Shortly after nine, Jeff Harrison climbed fourteen steep concrete steps to the street. It was empty which seemed odd to Jeff at this hour of the evening. It would not have been empty in Pittsburgh, not his street, the street his apartment was located on. His landlady’s building but Jeff’s apartment, properly speaking. His rent was paid eight months in advance. It had been paid up a year in advance, but the ponies at Bay Meadows failed him a few times consecutively and that had left him not out in front so much as he would like to be. He would catch back up; he could feel it in his stride. Not his physical stride but his mental stride.
He stood quite at ease at the top of the stairs, breaths making small clouds about his head, looking left, looking right at his leisure. He did turn his back on the street at one point, glanced down into the dark recesses where the steps disappeared completely. Nothing moved in that dark, nothing breathed. He unbuttoned leather gloves, slipped them off and into his winter coat pockets (a long coat made of a rich charcoal wool, alpaca, a coat that had cost him dearly but one that the ponies, having been especially reliable for several meets running, had afforded him). He slipped his bare hands down into the pockets as well. In the left pocket, Jeff fingered the label, the sleek threads of embroidery on the patch of silk. Shrugging his coat up, he resumed facing out on the street, stepped off the curb, crossed over, and headed north; he thought himself about eight blocks from his hotel and set off.
About the street he was on – by morning, Jeff would not recollect the name. They were all very much the same, common and forgettable, swathes of asphalt between high buildings, block after block after block of the same. This one had been cleaner; hardly any rubbish at all. Come to think of it, none. Not even a styrofoam cup. If a cup scuds and rolls on an empty side street in the general vicinity of Prospect Park, Brooklyn, New York, and no one hears when it topples along the curb, no one witnesses its journey – was the cup ever really there? People thought of things in the most bizarre ways, like trees falling in unoccupied forests, why shouldn’t Jeff ponder rubbish? More specifically, cups? Absent cups, that is. His shoes on the asphalt and then on the concrete walk made a noise, of course they did, with each step. He anticipated the sound of hard leather on the ground surfaces before they briefly occurred and each step was more like an echo of one that hadn’t yet happened or one that had passed and already been replaced by quiet. For no reason other than ceasing the sounds associated with his own steps, he stopped. His toes in the lamplight were shiny and brown just as shiny brown dress shoes should be at all times; his trouser legs were a soft cocoa color, an ill match with his long coat, but he had needed the long coat tonight and, besides, perfect fashion had never been, would never be, his forte. He hadn’t walked far, less than two blocks, before slowing to stop, examine the absence of sound. As a result, other noises became apparent. Before pausing, it was as if his ears had taken on the focusing aspect of eyes and created their own sort of tunnel vision, concentrating with minute attention on asphalt to concrete contacts his feet made. Music lolled sticky beats near the lamppost just ahead.

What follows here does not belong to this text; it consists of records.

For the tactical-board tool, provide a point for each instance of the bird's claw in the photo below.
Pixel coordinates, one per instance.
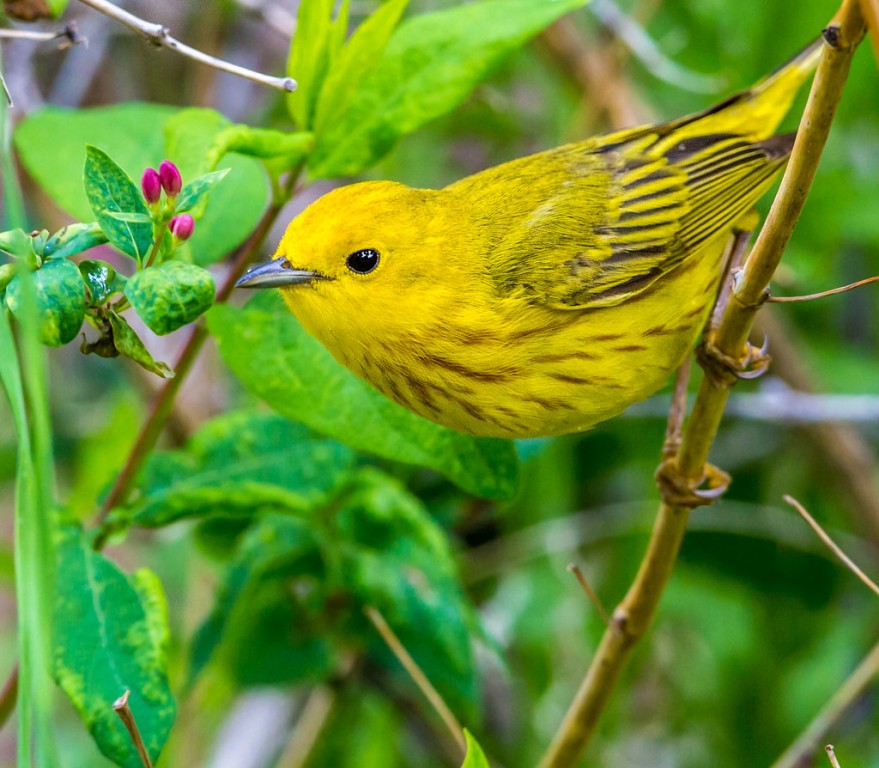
(678, 491)
(725, 370)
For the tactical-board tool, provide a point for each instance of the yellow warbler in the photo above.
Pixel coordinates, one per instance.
(546, 294)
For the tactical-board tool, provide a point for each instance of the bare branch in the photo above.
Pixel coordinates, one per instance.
(418, 677)
(121, 708)
(590, 593)
(634, 614)
(823, 294)
(850, 564)
(159, 35)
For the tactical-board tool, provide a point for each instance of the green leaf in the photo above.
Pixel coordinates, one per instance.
(237, 205)
(19, 245)
(73, 239)
(129, 344)
(193, 192)
(109, 188)
(264, 143)
(101, 281)
(239, 465)
(171, 295)
(475, 757)
(357, 59)
(309, 54)
(51, 144)
(277, 360)
(265, 626)
(431, 64)
(60, 295)
(394, 557)
(111, 636)
(130, 218)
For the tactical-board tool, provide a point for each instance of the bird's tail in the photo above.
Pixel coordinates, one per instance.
(757, 112)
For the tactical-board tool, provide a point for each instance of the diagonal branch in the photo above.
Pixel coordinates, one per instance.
(159, 35)
(634, 614)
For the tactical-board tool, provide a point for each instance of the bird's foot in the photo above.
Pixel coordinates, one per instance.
(679, 491)
(725, 370)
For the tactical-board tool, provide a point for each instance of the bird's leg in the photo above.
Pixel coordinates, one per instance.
(679, 491)
(675, 489)
(725, 370)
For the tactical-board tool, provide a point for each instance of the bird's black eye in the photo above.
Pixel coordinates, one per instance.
(363, 262)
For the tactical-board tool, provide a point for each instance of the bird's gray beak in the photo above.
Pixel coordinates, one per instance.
(275, 274)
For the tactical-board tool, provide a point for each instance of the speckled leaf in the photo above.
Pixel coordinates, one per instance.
(110, 636)
(60, 295)
(240, 464)
(193, 193)
(277, 360)
(475, 757)
(101, 280)
(309, 54)
(129, 344)
(433, 61)
(18, 244)
(109, 189)
(171, 295)
(73, 239)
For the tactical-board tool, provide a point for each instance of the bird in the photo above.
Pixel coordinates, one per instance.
(544, 295)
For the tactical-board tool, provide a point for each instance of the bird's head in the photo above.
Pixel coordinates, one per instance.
(364, 260)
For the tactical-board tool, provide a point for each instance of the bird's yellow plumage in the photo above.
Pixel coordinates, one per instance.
(546, 294)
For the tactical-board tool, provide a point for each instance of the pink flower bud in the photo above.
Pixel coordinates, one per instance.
(170, 176)
(151, 185)
(181, 226)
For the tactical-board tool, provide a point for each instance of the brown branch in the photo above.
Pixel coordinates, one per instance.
(9, 695)
(121, 708)
(633, 616)
(162, 404)
(807, 743)
(418, 677)
(832, 545)
(158, 35)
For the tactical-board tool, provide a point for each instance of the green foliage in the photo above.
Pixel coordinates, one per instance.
(111, 636)
(430, 65)
(171, 295)
(475, 756)
(239, 465)
(60, 297)
(273, 357)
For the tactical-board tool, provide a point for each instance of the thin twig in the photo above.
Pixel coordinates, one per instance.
(418, 677)
(870, 9)
(832, 545)
(590, 593)
(823, 294)
(121, 708)
(633, 616)
(164, 399)
(831, 755)
(807, 743)
(8, 695)
(645, 49)
(159, 35)
(309, 725)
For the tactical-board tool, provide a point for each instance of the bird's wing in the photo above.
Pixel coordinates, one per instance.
(647, 199)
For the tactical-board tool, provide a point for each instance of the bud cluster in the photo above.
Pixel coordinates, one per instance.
(168, 180)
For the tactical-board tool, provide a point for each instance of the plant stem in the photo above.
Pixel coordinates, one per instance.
(164, 399)
(806, 745)
(633, 616)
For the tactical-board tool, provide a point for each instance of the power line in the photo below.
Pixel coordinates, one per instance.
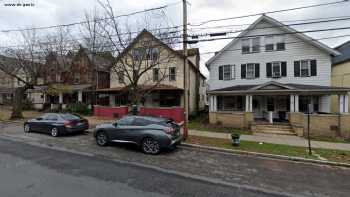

Someone had left the narrow jazz bar, let the static of snare drums and hum of a sax do a groping turn out on the sidewalk before the door pulled shut. There was a wheeze about the door as it closed. Then bass thumps from inside were more felt than heard by the passerby outside. Jeff fingered the label inside his pocket. He would not go back inside, not revisit the scene of the crime. The true crime. Her crime. Shame on her. “Shame on you.” There. He had said it out loud. “Shame. On. You.” And there, again, each word enunciated with the same slide and hiss as his hard leather soles on asphalt, on concrete. Brief. Hardly there. Crushing.
The sharp comparisons came then, the comparisons of sounds made at the bottoms of stairwells, how a neck snaps inside the muffled wrappings of a cashmere scarf in November. What the walls of the stairwell absorb. How a stairwell is so very porous when compared to the metal, glass, plastic interiors of a parked car on a high desert road. Without ears to hear these ends to beginnings, the romantic lies can’t thrive, can’t grow. Shame on them. All of them. He would not go back inside. He had blocks to go before reaching his hotel and a conference to attend first thing and early tomorrow. He had enough music in the contemplation of brown leather sounds, in the feel of a newly acquired label torn from the collar of a used up blouse.